CALGARY, Alberta, June 8 (Reuters) - Canada's Enbridge Inc ENB.TO ENB.N will take advantage of the uncertainty facing competitors' pipelines to gain market share, including starting early discussions on a new tolling agreement after 2022, a senior executive said on Thursday.
Speaking at an investors event in Toronto, Enbridge Executive Vice President Guy Jarvis did not name the rivals, saying only that customers still seek capacity amid the "lingering uncertainty around when and even if competing pipelines will ever come online."
An election in the Canadian province of British Columbia last month has complicated Kinder Morgan (NYSE:KMI) Inc's KMI.N Trans Mountain pipeline expansion, with the two parties set to take power vowing to block the project.
TransCanada's Keystone XL pipeline project through the United States has presidential approval, but still needs permission from the state of Nebraska. The company's Energy East project to Canada's Atlantic coast had been mired in controversy, its regulatory review process suspended.
"We see a window of opportunity emerging now to start early discussions with our customers on a post-CTS tolling agreement," said Jarvis, referring to Enbridge's 10-year competitive tolling settlement for its Mainline system reached in 2011.
Enbridge, North America's largest energy infrastructure company, has forecast a rise in adjusted earnings this year following its purchase of Spectra Energy Corp (F:SEP).
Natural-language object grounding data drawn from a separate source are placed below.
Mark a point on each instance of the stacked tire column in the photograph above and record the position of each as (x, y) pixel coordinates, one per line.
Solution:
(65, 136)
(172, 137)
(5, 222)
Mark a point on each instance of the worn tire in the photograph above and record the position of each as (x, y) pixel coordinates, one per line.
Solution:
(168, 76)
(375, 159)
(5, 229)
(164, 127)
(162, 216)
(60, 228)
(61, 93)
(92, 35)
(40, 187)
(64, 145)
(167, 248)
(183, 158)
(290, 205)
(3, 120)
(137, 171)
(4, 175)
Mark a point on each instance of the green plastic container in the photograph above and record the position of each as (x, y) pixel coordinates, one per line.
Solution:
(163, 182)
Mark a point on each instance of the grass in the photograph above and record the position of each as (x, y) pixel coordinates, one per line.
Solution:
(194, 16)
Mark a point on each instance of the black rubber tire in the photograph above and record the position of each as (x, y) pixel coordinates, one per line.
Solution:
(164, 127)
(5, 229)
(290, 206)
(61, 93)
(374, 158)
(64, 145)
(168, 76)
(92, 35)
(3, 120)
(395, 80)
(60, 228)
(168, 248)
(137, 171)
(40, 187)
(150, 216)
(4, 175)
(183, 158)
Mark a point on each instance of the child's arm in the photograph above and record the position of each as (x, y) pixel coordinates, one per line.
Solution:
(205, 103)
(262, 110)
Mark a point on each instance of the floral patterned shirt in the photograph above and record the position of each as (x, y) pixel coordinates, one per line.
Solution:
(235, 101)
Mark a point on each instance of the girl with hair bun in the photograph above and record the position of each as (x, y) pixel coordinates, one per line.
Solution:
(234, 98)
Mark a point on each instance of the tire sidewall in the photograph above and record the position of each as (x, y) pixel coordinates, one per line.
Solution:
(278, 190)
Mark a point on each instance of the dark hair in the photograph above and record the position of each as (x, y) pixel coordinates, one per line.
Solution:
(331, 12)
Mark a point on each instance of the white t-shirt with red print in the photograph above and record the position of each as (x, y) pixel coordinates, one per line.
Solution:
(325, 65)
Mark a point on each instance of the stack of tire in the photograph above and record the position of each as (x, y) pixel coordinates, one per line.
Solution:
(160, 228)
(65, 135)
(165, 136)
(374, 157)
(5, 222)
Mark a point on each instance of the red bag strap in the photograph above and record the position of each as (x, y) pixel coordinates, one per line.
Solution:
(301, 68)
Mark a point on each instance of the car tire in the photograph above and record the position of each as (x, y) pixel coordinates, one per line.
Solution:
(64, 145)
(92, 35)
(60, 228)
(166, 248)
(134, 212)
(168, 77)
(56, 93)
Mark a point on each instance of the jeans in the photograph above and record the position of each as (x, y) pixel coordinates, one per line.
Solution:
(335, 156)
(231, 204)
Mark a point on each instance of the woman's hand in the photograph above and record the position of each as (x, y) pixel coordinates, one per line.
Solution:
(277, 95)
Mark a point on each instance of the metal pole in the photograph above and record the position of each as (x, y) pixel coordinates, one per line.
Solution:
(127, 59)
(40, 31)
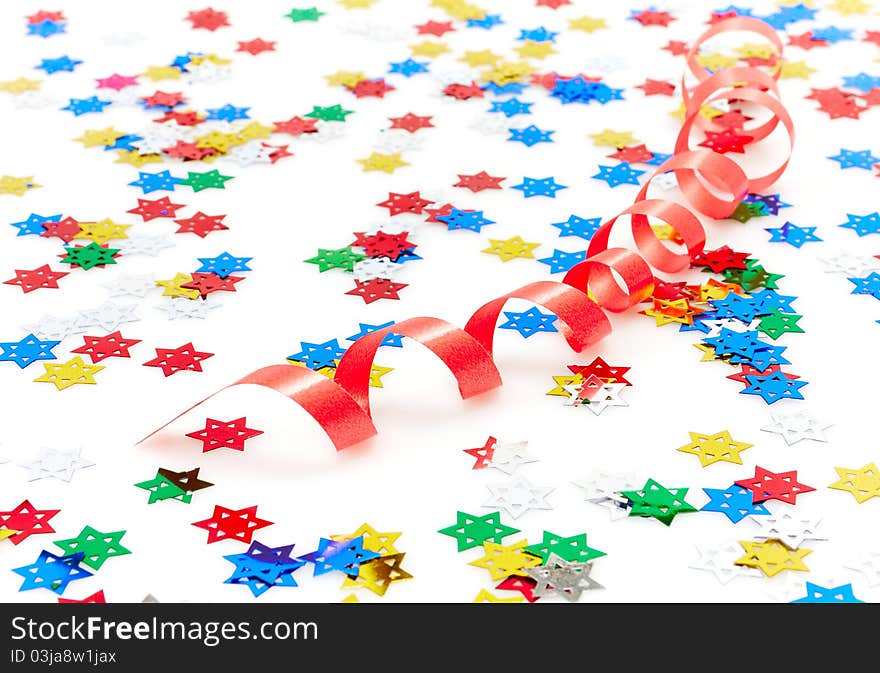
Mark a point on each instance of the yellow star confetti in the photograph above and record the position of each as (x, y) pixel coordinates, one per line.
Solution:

Jarvis said the company will take advantage of its now larger scale and plans a possible expansion for its 280,000 barrel-per-day Express Pipeline that had once been Spectra's.
Enbridge is "laser-focused" in bringing online projects including its Line 3 Replacement Program from Hardisty, Alberta, to Superior, Wisconsin, Jarvis said.
"It's critical that we get it in service given the continuing uncertainties about competing pipelines," he said. "It then sets the foundation for developing the continued expansion of options on our Mainline."